Senin, 25 Maret 2019

Tentang Batas


Setiap kita pernah bertemu dengan orang-orang baru, lantas waktu menjadi sangat baik menjadikan kita memiliki perbincangan yang baik. Tentang pekerjaan atau hal lainnya. Tetapi setelah perbincangan itu selesai, maka waktu juga akan menjadi diam. Sisanya, hanya bisa mengingat-ingat perbincangan apa yang masih singgah di kepala. Atau bahkan, jika berbincang sambil membawa perasaan, maka ingatan akan kuat membekas.

Perjumpaan telah bekerja sebagaimana mestinya, tetapi juga ingatan akan bekerja dengan kuat sekali. Ia akan mengingat perihal perjumpaan yang baik yang kemudian menjadikan perjumpaan itu dirindukan. Tetapi wujud perjumpaan yang dilakukan adalah bukan dengan berjumpa secara tatap muka lalu kemudian akan berbincang banyak hal, berdua. Bukan demikian. Perjumpaan yang satu ini adalah perjumpaan untuk saling mempertemukan, menyatukan ruh-ruh yang sebelumnya tidak berjumpa. Perjumpaan selanjutnya yang dimulai dengan doa-doa yang melangit kepada Allah.
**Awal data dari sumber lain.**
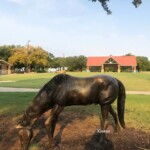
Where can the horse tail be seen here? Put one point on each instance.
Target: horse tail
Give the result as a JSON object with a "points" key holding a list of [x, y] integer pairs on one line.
{"points": [[121, 103]]}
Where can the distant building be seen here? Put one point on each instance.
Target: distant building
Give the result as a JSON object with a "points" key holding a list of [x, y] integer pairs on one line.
{"points": [[108, 63], [5, 67]]}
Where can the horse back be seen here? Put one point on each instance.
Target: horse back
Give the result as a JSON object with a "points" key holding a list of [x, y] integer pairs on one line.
{"points": [[84, 91]]}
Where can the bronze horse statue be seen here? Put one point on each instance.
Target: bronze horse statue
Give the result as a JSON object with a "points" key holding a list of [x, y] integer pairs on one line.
{"points": [[65, 90]]}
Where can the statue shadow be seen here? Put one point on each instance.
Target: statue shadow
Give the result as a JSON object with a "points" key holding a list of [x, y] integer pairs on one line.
{"points": [[96, 144]]}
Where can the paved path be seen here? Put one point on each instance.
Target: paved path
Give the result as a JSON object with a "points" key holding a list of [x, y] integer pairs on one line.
{"points": [[8, 89]]}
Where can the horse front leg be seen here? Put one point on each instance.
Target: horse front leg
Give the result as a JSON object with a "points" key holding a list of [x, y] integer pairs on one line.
{"points": [[114, 114], [104, 121], [50, 123]]}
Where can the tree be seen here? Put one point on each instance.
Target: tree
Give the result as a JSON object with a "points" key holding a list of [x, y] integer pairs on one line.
{"points": [[18, 57], [136, 3], [32, 57], [6, 51]]}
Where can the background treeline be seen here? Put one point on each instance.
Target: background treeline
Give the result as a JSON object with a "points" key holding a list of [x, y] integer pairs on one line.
{"points": [[37, 59]]}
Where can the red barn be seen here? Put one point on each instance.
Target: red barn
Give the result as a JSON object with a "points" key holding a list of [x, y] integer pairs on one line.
{"points": [[115, 62]]}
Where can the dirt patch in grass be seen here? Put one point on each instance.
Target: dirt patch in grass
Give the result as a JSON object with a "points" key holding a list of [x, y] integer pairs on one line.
{"points": [[74, 131]]}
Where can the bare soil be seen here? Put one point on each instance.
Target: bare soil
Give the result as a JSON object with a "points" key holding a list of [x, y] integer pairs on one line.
{"points": [[74, 131]]}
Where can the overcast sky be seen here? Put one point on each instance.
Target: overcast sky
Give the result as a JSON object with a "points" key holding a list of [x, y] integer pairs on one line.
{"points": [[77, 27]]}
Dengan bahasa lain, jika ingin menjai dekat dengan makhlukNya, maka dekatilah penciptaNya terlebih dahulu. Siapakah dia selain Allah yang Mulia, yang Maha Pemilik Hati Manusia, yang Maha Membolak-balikkan hati manusia?
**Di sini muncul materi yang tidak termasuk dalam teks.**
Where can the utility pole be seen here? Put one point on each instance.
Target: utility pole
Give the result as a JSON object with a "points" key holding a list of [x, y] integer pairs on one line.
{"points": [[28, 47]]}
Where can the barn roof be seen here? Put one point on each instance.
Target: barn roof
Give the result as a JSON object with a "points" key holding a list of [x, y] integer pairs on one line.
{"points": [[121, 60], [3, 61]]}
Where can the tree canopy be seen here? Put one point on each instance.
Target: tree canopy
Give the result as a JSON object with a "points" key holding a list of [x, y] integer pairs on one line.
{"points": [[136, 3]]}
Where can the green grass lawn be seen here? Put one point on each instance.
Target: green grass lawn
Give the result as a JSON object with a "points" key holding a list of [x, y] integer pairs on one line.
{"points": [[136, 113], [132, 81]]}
Tetapi, untuk memulai, hal apa yang harus diperbincangkan sementara hal yang musti dibincangkan telah usai masanya? Lagipula, berat sekali rasanya untuk kemudian memulai tanpa harus terlebih dahulu memulai berbincang dengan Allah. Kadang, sebelum  ingatan-ingatan itu benar menjadi ada lalu menetap, kita sering kali merasa takut untuk membayangkannya benar-benar terjadi. Takut untuk kemudian tidak lagi melakukan perbincangan apapun.. Padahal semua perasaan  itu, perasaan yang jatuhnya terdapat syahwat berasal dari setan jika kita tidak bisa mengontrol diri dengan baik. Hati kita milik Allah, kita hanya dititipi, jadi kita juga harus dengan bijak menaruhnya di tempat yang tepat, harus dengan baik menyimpannya dengan sungguh pada sesuatu.
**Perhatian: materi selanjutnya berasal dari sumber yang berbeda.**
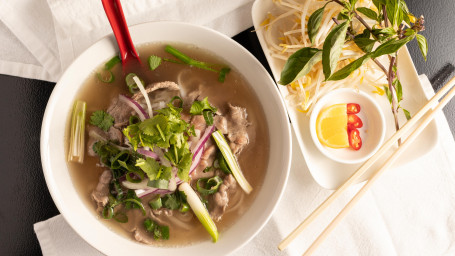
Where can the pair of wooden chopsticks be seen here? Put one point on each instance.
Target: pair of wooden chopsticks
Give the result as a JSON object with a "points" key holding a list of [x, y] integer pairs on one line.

Perbincangan usai dan hanya menyisa apa yang bisa dibaca dan diingat. Selalu sesederhana itu ketika kita memilih untuk tidak memulai lagi lebih dulu dan menarik perbincangan yang lain untuk saling duduk bersama. Bukan berat karena pembahasannya, tetapi lebih dari itu. Ada batas yang tidak boleh dilalui. Ada penyangga yang tidak boleh dilintasi. Ada tirai yang kemudian menjadi penghalang.

Ialah untuk menjaga sebongkah daging di dada. Yang Rasulullah ajarkan, yang apabila sebongkah daging itu baik, maka baiklah seluruhnya. Kita harus benar-benar menjaganya.